それを、森山氏のように、自社の利益のために、貧乏な家庭の子供を利用する人間は、教育のプロとは呼べないのです。
このように、真の教育のプロではない人間が、教育者面をして、偉そうなことを語るから、子供をどう育てれば良いのかわからない親たちは、自分の子供を点数が取れる人間に育てたいと思い、点数を取らせることが旨い教育者に自分の子供を託すのです。
その結果、親たちは、テストで高得点を取れるわが子を優秀だと勘違いするため、創造力が豊かな人間が育つ環境の作り方を意識することをしなくなるのです。
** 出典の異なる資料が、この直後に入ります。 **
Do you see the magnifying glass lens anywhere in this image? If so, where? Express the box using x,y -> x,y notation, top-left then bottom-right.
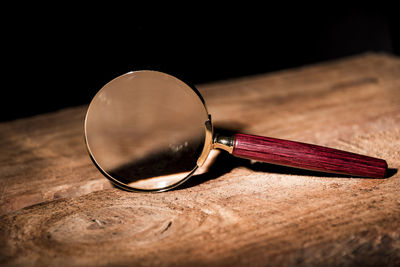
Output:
85,71 -> 208,190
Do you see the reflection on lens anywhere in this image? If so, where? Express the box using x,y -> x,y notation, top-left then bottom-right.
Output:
85,71 -> 208,190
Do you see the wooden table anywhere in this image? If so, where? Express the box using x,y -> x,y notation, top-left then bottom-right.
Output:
0,54 -> 400,266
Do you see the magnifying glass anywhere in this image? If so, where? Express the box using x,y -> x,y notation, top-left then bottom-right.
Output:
85,70 -> 387,192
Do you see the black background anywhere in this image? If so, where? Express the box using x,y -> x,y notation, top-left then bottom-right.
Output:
0,3 -> 400,121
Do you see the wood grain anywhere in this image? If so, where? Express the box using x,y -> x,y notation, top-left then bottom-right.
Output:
232,134 -> 387,178
0,54 -> 400,266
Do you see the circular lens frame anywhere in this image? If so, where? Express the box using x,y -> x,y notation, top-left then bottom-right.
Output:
84,70 -> 213,192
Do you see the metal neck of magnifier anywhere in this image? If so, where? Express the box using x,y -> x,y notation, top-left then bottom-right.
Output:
213,133 -> 235,154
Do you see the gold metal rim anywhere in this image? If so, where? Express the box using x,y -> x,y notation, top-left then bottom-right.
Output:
84,70 -> 213,193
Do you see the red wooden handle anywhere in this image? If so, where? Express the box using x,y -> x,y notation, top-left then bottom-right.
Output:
232,134 -> 387,178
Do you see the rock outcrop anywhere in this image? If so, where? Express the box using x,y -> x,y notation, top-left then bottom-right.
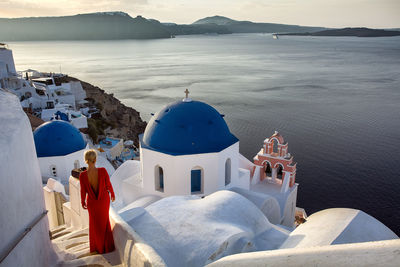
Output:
63,77 -> 147,146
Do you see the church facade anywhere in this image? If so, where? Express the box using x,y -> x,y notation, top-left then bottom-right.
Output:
112,92 -> 297,227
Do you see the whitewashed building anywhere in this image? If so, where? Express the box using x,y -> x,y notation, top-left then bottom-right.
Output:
33,120 -> 88,184
113,96 -> 297,227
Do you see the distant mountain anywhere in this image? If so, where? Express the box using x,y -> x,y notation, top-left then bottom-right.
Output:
0,12 -> 171,41
192,16 -> 326,33
279,28 -> 400,37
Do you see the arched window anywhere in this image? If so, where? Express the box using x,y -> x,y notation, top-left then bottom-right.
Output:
265,161 -> 272,177
272,139 -> 278,153
74,160 -> 81,169
154,165 -> 164,192
50,165 -> 57,177
225,158 -> 231,186
276,165 -> 283,179
190,167 -> 204,194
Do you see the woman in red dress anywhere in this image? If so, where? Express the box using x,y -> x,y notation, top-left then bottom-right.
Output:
79,150 -> 115,253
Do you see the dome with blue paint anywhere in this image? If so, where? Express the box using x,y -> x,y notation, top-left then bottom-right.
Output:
141,98 -> 239,155
33,120 -> 86,157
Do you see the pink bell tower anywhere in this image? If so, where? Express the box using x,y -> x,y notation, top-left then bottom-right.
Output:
253,131 -> 296,193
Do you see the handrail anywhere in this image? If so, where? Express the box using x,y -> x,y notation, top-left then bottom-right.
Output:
0,210 -> 48,263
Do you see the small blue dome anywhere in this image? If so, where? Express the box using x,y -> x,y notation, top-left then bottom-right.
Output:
33,120 -> 86,157
141,101 -> 239,155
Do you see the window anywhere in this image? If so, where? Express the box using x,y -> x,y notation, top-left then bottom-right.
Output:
225,158 -> 231,186
154,165 -> 164,192
50,165 -> 57,177
265,162 -> 272,177
272,139 -> 278,153
74,160 -> 81,169
190,168 -> 203,194
276,165 -> 283,179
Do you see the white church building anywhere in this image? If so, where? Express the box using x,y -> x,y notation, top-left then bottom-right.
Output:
33,120 -> 88,184
112,92 -> 297,227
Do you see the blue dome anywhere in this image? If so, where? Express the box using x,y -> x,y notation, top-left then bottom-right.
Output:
33,120 -> 86,157
141,101 -> 239,155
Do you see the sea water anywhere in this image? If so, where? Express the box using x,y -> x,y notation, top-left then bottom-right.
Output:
9,34 -> 400,234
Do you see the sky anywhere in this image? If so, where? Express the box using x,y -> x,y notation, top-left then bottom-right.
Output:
0,0 -> 400,28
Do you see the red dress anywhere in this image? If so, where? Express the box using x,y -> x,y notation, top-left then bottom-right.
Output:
79,168 -> 114,253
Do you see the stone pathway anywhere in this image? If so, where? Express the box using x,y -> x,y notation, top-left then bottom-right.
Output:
51,225 -> 123,267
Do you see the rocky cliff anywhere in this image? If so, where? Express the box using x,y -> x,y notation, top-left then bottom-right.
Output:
63,77 -> 147,146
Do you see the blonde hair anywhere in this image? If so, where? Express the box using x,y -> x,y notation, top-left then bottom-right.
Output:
85,149 -> 97,164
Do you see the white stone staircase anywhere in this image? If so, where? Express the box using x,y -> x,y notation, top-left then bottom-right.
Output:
51,225 -> 123,267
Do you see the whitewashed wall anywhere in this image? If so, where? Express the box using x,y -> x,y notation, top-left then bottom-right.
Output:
0,90 -> 57,267
0,49 -> 17,73
138,142 -> 239,200
39,149 -> 86,185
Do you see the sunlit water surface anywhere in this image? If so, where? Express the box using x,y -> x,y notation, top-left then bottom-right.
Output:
10,34 -> 400,234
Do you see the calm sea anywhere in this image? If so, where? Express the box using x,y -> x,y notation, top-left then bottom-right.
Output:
10,34 -> 400,234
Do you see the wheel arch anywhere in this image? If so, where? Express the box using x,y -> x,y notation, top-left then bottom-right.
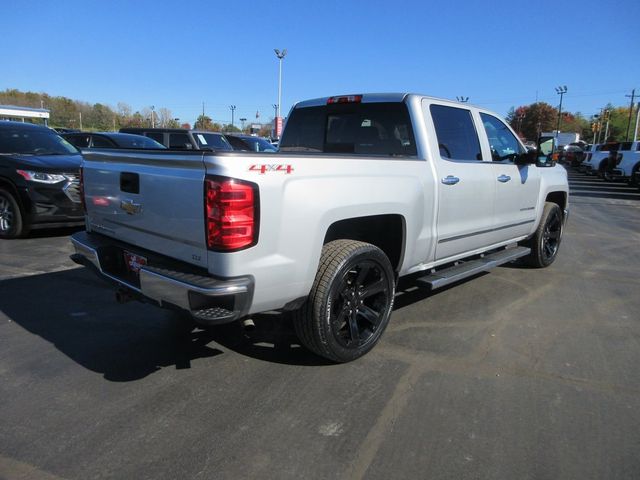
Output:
323,214 -> 406,273
0,177 -> 29,214
545,191 -> 567,214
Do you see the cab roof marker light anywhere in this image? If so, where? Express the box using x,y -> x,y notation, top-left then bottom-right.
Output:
327,95 -> 362,105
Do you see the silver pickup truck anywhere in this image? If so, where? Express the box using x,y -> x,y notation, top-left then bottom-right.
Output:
72,94 -> 568,362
森山氏が出演したカンブリア宮殿を見ていたら、村上龍が森山氏に大阪での取り組みの質問をした後に、村上龍はあきらかに不機嫌となり、森山氏に対して投げやりな態度になっていました。
村上龍も、森山氏に、本当の教育とは創造力が豊かな人間を育てることだと言い、番組の最後にアシスタントの小池栄子と二人だけで話すコーナーのときも、教育問題を取り上げるのは極めて難しいことだと言っていました。
それは、森山氏のように、子供たちをやる気にさせ優秀な学校に合格させる自分たちは優秀な教育者だと勘違いしている人たちに、教育問題を話し合っても、解決策を見出せることは出来ないことを知っているからではないでしょうか?